The Cys⁶³² mutation abrogates ATP-dependent PC2 Ca²⁺ release channel activity. A–D, averaged calcium transients in response to ATP application (400 μm) in HEK293T cells expressing EGFP (A), EGFP + PC2 (B), EGFP + PC2-C632A (C), and EGFP + PC2-C632A+4M (D). The gray horizontal bars indicate duration of ATP application.

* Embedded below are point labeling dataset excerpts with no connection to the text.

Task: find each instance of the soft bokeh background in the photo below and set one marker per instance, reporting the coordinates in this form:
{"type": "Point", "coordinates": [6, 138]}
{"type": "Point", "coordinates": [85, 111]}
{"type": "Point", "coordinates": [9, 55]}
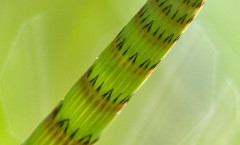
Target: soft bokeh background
{"type": "Point", "coordinates": [191, 99]}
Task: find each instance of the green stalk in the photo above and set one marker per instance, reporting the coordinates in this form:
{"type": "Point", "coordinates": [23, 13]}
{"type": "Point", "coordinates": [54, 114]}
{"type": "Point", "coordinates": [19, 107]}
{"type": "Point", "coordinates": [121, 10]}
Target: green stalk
{"type": "Point", "coordinates": [107, 86]}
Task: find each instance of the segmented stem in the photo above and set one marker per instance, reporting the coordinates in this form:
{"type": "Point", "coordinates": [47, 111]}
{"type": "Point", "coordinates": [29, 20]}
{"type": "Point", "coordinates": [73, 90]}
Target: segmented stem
{"type": "Point", "coordinates": [103, 91]}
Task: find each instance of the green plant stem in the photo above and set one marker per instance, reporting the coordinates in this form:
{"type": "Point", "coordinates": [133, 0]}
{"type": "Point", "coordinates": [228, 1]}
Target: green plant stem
{"type": "Point", "coordinates": [103, 91]}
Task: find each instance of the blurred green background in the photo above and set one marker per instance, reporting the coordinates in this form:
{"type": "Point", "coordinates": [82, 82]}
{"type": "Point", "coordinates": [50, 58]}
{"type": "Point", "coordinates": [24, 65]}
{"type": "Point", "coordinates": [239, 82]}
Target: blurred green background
{"type": "Point", "coordinates": [191, 99]}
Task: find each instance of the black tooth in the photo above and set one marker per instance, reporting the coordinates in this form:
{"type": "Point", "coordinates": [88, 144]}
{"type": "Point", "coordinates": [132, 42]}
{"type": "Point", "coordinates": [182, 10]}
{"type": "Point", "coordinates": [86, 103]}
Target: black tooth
{"type": "Point", "coordinates": [108, 94]}
{"type": "Point", "coordinates": [122, 102]}
{"type": "Point", "coordinates": [145, 62]}
{"type": "Point", "coordinates": [174, 14]}
{"type": "Point", "coordinates": [93, 81]}
{"type": "Point", "coordinates": [88, 137]}
{"type": "Point", "coordinates": [115, 100]}
{"type": "Point", "coordinates": [182, 19]}
{"type": "Point", "coordinates": [168, 9]}
{"type": "Point", "coordinates": [156, 31]}
{"type": "Point", "coordinates": [134, 57]}
{"type": "Point", "coordinates": [162, 3]}
{"type": "Point", "coordinates": [99, 88]}
{"type": "Point", "coordinates": [155, 65]}
{"type": "Point", "coordinates": [142, 13]}
{"type": "Point", "coordinates": [168, 39]}
{"type": "Point", "coordinates": [189, 20]}
{"type": "Point", "coordinates": [142, 8]}
{"type": "Point", "coordinates": [149, 25]}
{"type": "Point", "coordinates": [126, 50]}
{"type": "Point", "coordinates": [160, 36]}
{"type": "Point", "coordinates": [177, 38]}
{"type": "Point", "coordinates": [62, 122]}
{"type": "Point", "coordinates": [118, 39]}
{"type": "Point", "coordinates": [147, 65]}
{"type": "Point", "coordinates": [90, 71]}
{"type": "Point", "coordinates": [186, 1]}
{"type": "Point", "coordinates": [74, 133]}
{"type": "Point", "coordinates": [120, 32]}
{"type": "Point", "coordinates": [199, 4]}
{"type": "Point", "coordinates": [145, 19]}
{"type": "Point", "coordinates": [120, 45]}
{"type": "Point", "coordinates": [195, 3]}
{"type": "Point", "coordinates": [57, 109]}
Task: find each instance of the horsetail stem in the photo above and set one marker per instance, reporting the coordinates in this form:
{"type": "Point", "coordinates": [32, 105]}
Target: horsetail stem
{"type": "Point", "coordinates": [107, 86]}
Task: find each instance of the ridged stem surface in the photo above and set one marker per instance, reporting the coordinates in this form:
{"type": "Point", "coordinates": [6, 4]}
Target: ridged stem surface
{"type": "Point", "coordinates": [107, 86]}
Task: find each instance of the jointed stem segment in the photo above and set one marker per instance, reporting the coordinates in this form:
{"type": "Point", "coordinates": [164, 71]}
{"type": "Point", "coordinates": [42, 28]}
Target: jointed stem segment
{"type": "Point", "coordinates": [122, 67]}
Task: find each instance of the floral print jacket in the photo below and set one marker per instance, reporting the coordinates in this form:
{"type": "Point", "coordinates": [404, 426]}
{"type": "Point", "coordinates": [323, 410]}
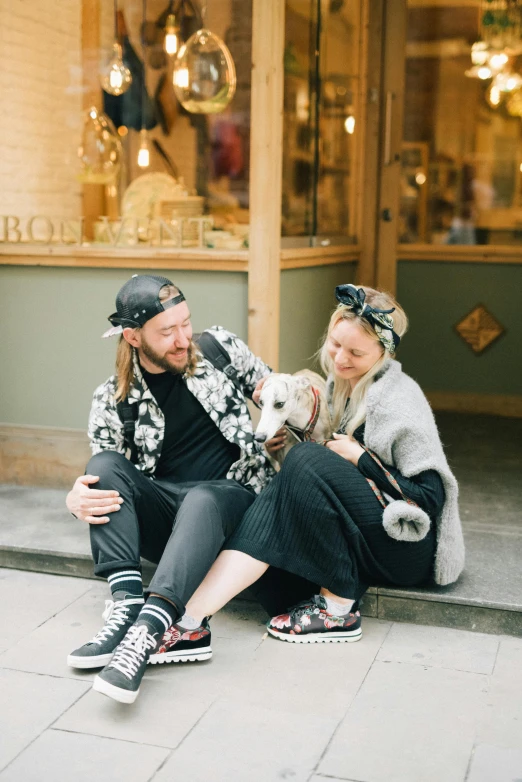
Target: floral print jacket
{"type": "Point", "coordinates": [218, 395]}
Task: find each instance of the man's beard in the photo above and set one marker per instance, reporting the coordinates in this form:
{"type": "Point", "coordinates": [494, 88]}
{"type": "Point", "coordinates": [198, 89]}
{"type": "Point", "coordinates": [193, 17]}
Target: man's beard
{"type": "Point", "coordinates": [163, 362]}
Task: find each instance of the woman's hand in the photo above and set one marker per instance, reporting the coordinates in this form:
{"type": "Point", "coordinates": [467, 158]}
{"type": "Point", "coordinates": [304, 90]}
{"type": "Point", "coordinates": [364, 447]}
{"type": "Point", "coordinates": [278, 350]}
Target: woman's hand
{"type": "Point", "coordinates": [346, 447]}
{"type": "Point", "coordinates": [91, 505]}
{"type": "Point", "coordinates": [277, 442]}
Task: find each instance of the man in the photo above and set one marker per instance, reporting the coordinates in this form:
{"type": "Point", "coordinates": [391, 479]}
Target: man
{"type": "Point", "coordinates": [197, 470]}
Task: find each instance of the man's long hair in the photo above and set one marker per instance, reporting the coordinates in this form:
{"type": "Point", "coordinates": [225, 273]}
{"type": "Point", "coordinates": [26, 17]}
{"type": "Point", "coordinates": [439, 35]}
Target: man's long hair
{"type": "Point", "coordinates": [125, 353]}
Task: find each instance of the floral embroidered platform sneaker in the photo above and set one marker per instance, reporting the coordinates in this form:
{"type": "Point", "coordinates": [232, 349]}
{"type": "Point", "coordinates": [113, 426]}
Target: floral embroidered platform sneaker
{"type": "Point", "coordinates": [309, 622]}
{"type": "Point", "coordinates": [181, 646]}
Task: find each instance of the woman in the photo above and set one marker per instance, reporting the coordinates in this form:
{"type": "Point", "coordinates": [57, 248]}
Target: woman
{"type": "Point", "coordinates": [377, 505]}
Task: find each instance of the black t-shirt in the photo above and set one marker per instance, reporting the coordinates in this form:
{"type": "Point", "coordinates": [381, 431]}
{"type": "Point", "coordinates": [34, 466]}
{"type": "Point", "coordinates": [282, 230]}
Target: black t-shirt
{"type": "Point", "coordinates": [193, 447]}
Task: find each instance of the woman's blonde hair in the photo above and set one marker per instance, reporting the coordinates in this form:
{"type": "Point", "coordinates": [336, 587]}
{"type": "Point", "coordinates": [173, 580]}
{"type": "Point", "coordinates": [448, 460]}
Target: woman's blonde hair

E, histogram showing the average rise in [Ca²⁺]_i induced by ATP in cells expressing EGFP (0.5 μg of cDNA), EGFP + PC2 (0.5 μg of cDNA), EGFP + PC2-C632A, EGFP + PC2 + PC2-C632A, EGFP + PC2–4M, EGFP + PC2-C632A+4 M and EGFP + PC2-D511V. Bars represent mean ± S.E. *, p < 0.05; **, p < 0.01.

FIGURE 4.

Diagrammatic representation of PC2 homophilic and heterophilic interaction domains. The various interaction domains between PC2 and a number of key calcium channel proteins are shown. Apart from PC2, PC1, and inositol trisphosphate receptor (IP3R), the key residues mediating other interactions have not been fully defined. RYR, ryanodine receptor.

FIGURE 5.

Model of PC2 in a lipid bilayer showing the three dimerization domains. PC2 is displayed as a homotetramer with the transmembrane domains (TM) embedded in a lipid bilayer. C-terminal (CT) homodimerization mediated by the C-terminal CC2 (Ser⁸³⁵-Ala⁸⁷³) is indicated by a black line. CC2-mediated dimerization has a specific role in PC1 recognition and formation of a PC1-PC2 heteromeric complex. N-terminal (NT) dimerization mediated by the N-terminal dimerization domain (Gly¹⁹⁹-Glu²⁰⁷) is indicated by a black line. Disulfide bonding between PC2 monomers mediated by Cys⁶³² is indicated by a yellow line.